Le rendez-vous manqué de Dullin : Paul Claudel. Il pense monter Tête d’or en 1902, mais y renonce pour des raisons financières. En 38, il doit mettre en scène L’Annonce faite à Marie au Français, mais il finit par se brouiller avec Claudel notamment sur la question de la musique. Claudel voulait choisir lui-même le compositeur estimant que ce choix relève d’un privilège de la poésie et du texte. Dullin estime que c’est un privilège de la mise en scène. Rupture. Malgré la grande estime que Dullin porte à Claudel, il ne montera finalement aucune œuvre de lui.

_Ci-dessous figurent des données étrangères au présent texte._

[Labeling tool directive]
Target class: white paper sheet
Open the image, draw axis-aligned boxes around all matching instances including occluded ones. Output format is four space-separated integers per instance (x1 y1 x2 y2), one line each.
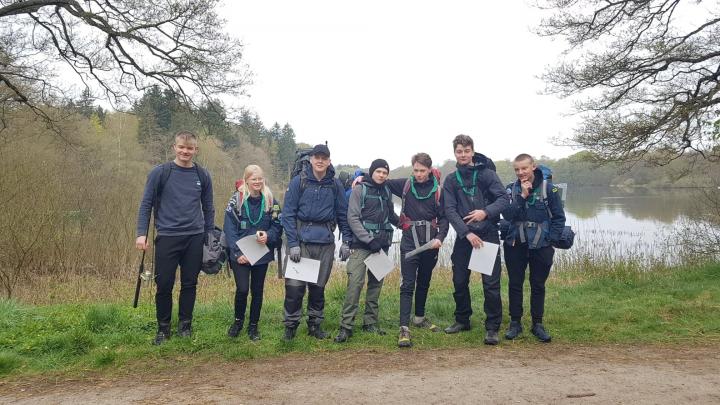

Jean-Marie Piemme, Accents toniques, Journal de théâtre 1973-2017, Editions Alternatives théâtrales, 2017, page 131
RC
J'ai été élève à l'École Dullin et j'ai rencontré Charles Charras, dernier secrétaire de Dullin... il m'a raconté une anecdote amusante au sujet de Dullin qui voulait un décor de Picasso. Picasso était d'accord mais il ne se mettait pas au travail. Les répétitions avançaient et toujours pas de décor. Un jour Dullin va voir Picasso pour lui demander s'il avait avancé, et rien. Alors Dullin le menace « je ne partirai pas d'ici avant d'avoir mon décor ». Picasso est en colère d'être forcé, empêché, coincé. Il saisit une feuille de papier, en fait une boule et la lance à Dullin « tiens, le voilà ton décor! ». Et Charras conclut « et nous avons eu du papier froissé comme décor! »
JMP
La genèse des idées au théâtre est souvent surprenante, tortueuse, opportuniste, on peut empiriquement le constater. Mais ce qui est plus obscur c’est de reconstituer la structure mentale de quelqu’un qui transforme un détail, une remarque incidente, un comportement en une idée. Comment la cervelle, la sensibilité sont-elles constituées à ce moment-là pour que l’étincelle hasardeuse mette le feu aux poudres des idées ?
RC
N'est-ce pas la fameuse dynamique de l'accident, ce moment où l'acteur en répétition se trompe, ne fait pas du tout ce qui était prévu et où le metteur en scène s'illumine « c'est formidable ça, on garde! » ? J'ai très souvent conservé des propositions accidentelles. N'est-ce pas justement encore et toujours le mécanisme de la distance qui se reproduit? Un objet qui tombe au mauvais moment, une sortie effectuée à la mauvaise réplique, un problème avec le costume qui va réveiller, secouer, venir gratouiller le metteur en scène installé dans ses marques? En un instant, la scène est relue, révélée car X a fait tomber sa fourchette ou que Y est sorti là où ce n'était pas du tout prévu. Le cerveau humain est étonnamment lent ou rapide selon les personnes et les situations et il y a des instants où la justesse se raconte si bien que la qualité du metteur en scène ne sera pas de construire mais plutôt d'accueillir l'instant.
JMP
Accueillir l’instant est en effet une caractéristique première de metteur en scène dans la mesure où son travail consiste à regarder des propositions d’acteurs. A l’école, j’ai souvent vu des étudiants metteurs en scène ne regarder que leur idée sans réellement voir le comédien. Ils n’accueillaient pas l’instant. S’il y a un secret dans la direction d’acteur c’est bien celui-là : comment capter l’instant. Mais c’est valable aussi pour l’acteur au travail ou pour l’auteur au travail. Comment rester attentif à ce qui passe, au furtif, à l’apparemment non pertinent? Comment rendre productif le surgissement hasardeux d’on ne sait quoi?